Jon clasps his hand over my mouth. I glare at him. He leans forward conspiratorially, informing me, “Connecticut is a four-letter word this week.”
I mumble, “Issasmoresanfoursetters.”
“What did you say?” Jon lifts his hand.
Glaring at him, I enunciate, “It has more than four letters. Technically, it has four syllables.”
Loping his arm over my shoulders, he leads me back to my lounger. “Same difference.”
Before I can formulate a response to the man who argued with his Harvard professor for two hours on the finer details regarding the importance the USS Lassen had in rescuing hostages from a passenger cruise ship, he taunts our younger cousin. “Besides, it’s not like I could trust Mr. Hollywood to take care of you.”
“I was doing a fucking fine job of it before you arrived.”
“Tuck your dick back in your board shorts, Pete. No one here cares about seeing it,” Kalie snarks. Her head flops back down since the surprise isn’t some hot celebrity she can hook up with.
Peter winces. “You girls are getting more vicious as you age.”
“See what happens when your species turns on us?” Grace’s smile is feral.
“Is it time to start day drinking yet?” I wonder.
“It’s five o’clock somewhere,” Kalie warbles the infamous line from the old Alan Jackson/Jimmy Buffet anthem.

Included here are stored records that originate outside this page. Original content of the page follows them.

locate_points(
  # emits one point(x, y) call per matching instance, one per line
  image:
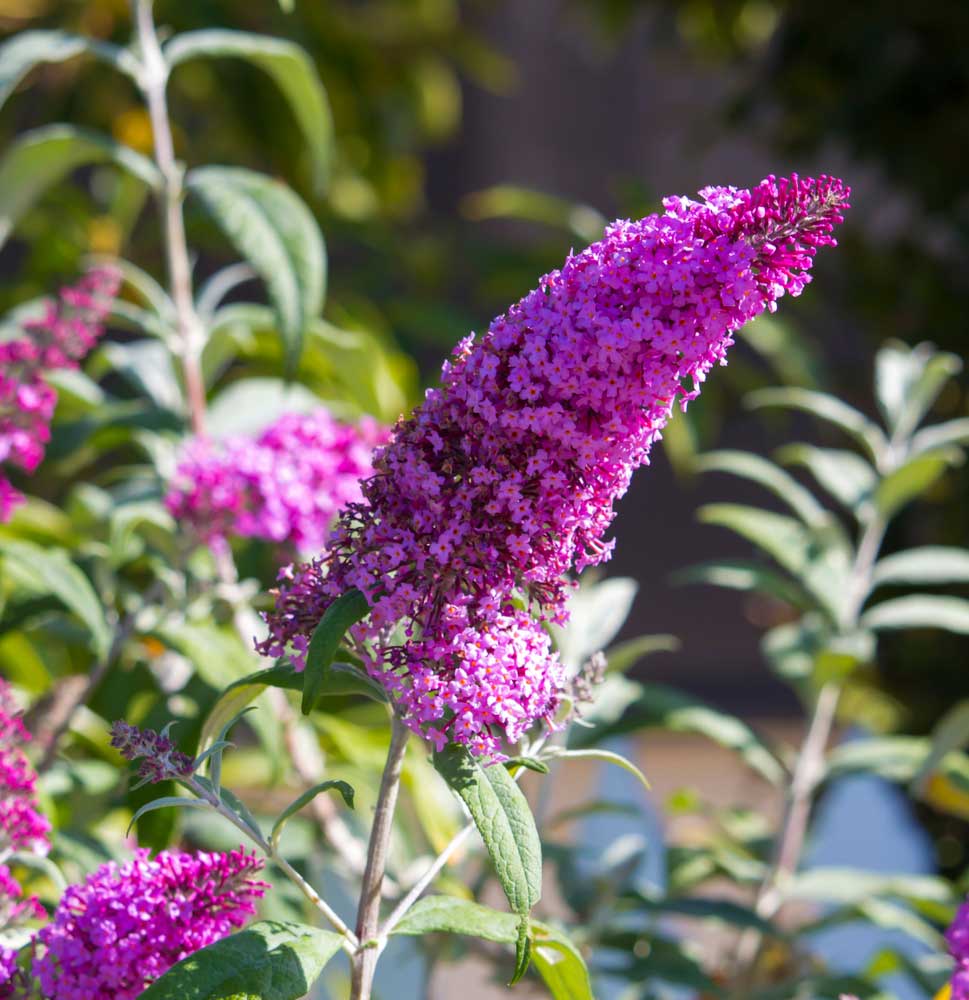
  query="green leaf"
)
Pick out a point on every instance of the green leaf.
point(345, 611)
point(43, 156)
point(828, 408)
point(274, 230)
point(51, 572)
point(623, 655)
point(305, 799)
point(926, 564)
point(594, 753)
point(952, 432)
point(919, 611)
point(909, 481)
point(27, 49)
point(167, 802)
point(772, 477)
point(908, 380)
point(845, 475)
point(658, 706)
point(292, 71)
point(818, 558)
point(740, 574)
point(269, 960)
point(507, 827)
point(341, 679)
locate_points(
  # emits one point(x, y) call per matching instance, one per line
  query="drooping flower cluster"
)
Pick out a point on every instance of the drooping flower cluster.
point(22, 826)
point(127, 924)
point(286, 485)
point(504, 479)
point(957, 937)
point(69, 328)
point(160, 760)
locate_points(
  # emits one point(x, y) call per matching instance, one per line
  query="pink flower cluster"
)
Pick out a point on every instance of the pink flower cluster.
point(286, 485)
point(504, 479)
point(958, 938)
point(128, 924)
point(22, 827)
point(66, 332)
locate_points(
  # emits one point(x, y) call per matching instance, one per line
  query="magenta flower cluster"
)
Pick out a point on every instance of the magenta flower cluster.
point(128, 924)
point(286, 485)
point(69, 328)
point(957, 937)
point(505, 478)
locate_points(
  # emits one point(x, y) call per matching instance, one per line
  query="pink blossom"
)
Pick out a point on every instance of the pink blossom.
point(505, 478)
point(126, 925)
point(286, 485)
point(69, 328)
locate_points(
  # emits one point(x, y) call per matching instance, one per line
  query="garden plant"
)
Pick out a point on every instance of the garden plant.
point(350, 643)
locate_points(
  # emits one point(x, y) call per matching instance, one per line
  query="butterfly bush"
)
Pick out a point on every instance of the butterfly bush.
point(505, 477)
point(284, 486)
point(127, 924)
point(957, 937)
point(68, 329)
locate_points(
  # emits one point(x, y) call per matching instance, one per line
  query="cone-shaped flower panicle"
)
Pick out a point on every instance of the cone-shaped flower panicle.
point(22, 827)
point(958, 938)
point(286, 485)
point(128, 924)
point(68, 329)
point(504, 479)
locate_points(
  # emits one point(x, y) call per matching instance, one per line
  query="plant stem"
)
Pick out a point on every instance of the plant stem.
point(153, 80)
point(365, 960)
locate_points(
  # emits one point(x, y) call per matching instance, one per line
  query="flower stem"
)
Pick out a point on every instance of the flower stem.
point(153, 79)
point(365, 960)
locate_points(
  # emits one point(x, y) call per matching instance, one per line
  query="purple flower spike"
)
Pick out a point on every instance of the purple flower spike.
point(505, 478)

“Christ, Kalie. Are you taking singing lessons from Aunt Em drunk at a karaoke bar?” Peter sneers.
“Are you disparaging my singing?” she asks sweetly.

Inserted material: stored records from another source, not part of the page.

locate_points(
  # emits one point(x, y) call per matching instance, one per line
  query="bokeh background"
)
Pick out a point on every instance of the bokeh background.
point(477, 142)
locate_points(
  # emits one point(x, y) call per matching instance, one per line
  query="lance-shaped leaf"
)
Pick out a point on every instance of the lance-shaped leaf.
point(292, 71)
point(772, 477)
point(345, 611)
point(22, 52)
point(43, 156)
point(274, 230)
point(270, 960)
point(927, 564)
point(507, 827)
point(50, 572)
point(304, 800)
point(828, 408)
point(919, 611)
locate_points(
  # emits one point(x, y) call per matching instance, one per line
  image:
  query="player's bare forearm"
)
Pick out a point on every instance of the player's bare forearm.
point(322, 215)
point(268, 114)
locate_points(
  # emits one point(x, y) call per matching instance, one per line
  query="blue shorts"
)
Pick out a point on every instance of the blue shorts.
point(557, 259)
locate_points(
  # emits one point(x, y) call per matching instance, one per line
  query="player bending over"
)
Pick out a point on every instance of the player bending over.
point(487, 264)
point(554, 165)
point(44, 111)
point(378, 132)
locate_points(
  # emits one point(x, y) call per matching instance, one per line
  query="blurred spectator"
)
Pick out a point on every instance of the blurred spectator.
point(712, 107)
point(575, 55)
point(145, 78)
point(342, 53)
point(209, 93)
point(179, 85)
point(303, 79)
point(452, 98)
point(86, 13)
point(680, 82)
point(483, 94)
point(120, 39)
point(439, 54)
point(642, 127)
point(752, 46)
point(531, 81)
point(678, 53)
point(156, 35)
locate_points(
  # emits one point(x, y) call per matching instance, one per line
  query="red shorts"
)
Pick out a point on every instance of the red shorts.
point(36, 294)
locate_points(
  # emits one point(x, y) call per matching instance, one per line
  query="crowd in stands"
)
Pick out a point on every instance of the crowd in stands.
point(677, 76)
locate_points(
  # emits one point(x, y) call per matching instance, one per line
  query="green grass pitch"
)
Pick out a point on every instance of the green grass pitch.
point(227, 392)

“No, I’m questioning if anyone in a twenty-mile radius is now deaf,” he volleys.
Kalie isn’t about to take an insult like that sitting down. Quickly, I duck behind Jon as Kalie unscrews her thermos of ice water and dumps it right onto Peter’s lap before he puts together what she’s doing.

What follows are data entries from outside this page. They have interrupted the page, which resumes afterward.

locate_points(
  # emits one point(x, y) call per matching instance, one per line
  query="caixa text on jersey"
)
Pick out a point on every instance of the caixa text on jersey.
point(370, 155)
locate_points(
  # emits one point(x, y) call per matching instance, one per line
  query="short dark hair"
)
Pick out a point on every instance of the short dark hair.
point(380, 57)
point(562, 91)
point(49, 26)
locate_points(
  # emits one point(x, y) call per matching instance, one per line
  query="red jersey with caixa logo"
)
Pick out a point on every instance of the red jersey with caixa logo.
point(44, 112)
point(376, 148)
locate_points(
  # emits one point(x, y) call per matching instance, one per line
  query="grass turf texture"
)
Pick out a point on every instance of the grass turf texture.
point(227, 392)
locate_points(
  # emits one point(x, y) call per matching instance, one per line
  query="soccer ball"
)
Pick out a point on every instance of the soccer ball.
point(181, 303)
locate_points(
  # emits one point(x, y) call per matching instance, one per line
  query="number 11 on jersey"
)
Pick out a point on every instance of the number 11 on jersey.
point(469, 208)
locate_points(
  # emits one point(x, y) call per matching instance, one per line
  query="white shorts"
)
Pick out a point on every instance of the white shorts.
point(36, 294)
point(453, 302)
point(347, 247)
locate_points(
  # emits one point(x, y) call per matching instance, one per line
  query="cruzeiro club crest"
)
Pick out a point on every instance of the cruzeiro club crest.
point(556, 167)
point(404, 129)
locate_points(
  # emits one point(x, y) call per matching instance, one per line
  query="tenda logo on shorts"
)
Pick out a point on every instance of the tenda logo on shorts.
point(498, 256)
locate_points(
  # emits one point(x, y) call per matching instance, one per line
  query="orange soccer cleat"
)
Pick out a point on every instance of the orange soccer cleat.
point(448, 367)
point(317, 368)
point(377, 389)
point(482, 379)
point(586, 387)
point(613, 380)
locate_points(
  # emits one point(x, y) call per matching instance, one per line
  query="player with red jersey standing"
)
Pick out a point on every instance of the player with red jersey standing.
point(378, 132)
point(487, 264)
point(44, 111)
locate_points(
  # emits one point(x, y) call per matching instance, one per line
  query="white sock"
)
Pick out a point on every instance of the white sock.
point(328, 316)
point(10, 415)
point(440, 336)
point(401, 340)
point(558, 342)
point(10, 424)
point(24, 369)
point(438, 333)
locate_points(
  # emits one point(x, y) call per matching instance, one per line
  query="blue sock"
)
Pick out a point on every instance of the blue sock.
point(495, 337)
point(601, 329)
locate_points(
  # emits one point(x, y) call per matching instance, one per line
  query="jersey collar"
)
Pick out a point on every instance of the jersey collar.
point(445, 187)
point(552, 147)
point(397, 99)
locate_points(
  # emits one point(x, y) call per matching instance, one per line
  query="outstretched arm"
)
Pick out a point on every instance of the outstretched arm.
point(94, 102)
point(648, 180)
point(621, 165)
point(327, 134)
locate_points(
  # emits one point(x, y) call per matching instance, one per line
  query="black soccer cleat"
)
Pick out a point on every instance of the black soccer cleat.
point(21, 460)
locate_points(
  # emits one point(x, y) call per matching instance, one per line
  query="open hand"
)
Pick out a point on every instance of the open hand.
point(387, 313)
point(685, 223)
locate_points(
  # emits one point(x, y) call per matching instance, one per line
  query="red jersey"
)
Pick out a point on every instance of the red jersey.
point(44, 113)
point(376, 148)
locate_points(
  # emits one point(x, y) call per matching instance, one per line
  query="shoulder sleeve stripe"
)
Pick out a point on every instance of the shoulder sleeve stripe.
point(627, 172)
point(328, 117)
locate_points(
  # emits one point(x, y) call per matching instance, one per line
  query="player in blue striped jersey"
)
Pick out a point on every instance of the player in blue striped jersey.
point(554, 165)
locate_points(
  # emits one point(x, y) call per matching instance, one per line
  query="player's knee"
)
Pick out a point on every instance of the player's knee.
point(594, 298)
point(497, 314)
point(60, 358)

Jon chortles even as he pulls me down onto the dry part of the lounger. Peter leaps up to chase Kalie. “You’re threatening the continuance of the Hunt line! Christ, that was cold, you pain in my ass!”
“More like a pain in your balls, Pete. I thought you passed biology in college.”
“Watch your smart mouth, Kalie.” He catches up to her and scoops her off her feet. Stepping over to his pool, he simply walks off the edge, ensuring Kalie takes the plunge with him.
“Oh, good. I got here just in time for the good stuff.” Jon grins.
I scrub my face against his shoulder. “No, you got here just in time for me.”
He presses a kiss against the crown of my head. “I’ll always be here for you, Laura.”
That causes my heart to flip painfully in my chest because another man who I loved also said that to me. Just turned out to be a lot shorter time than I expected.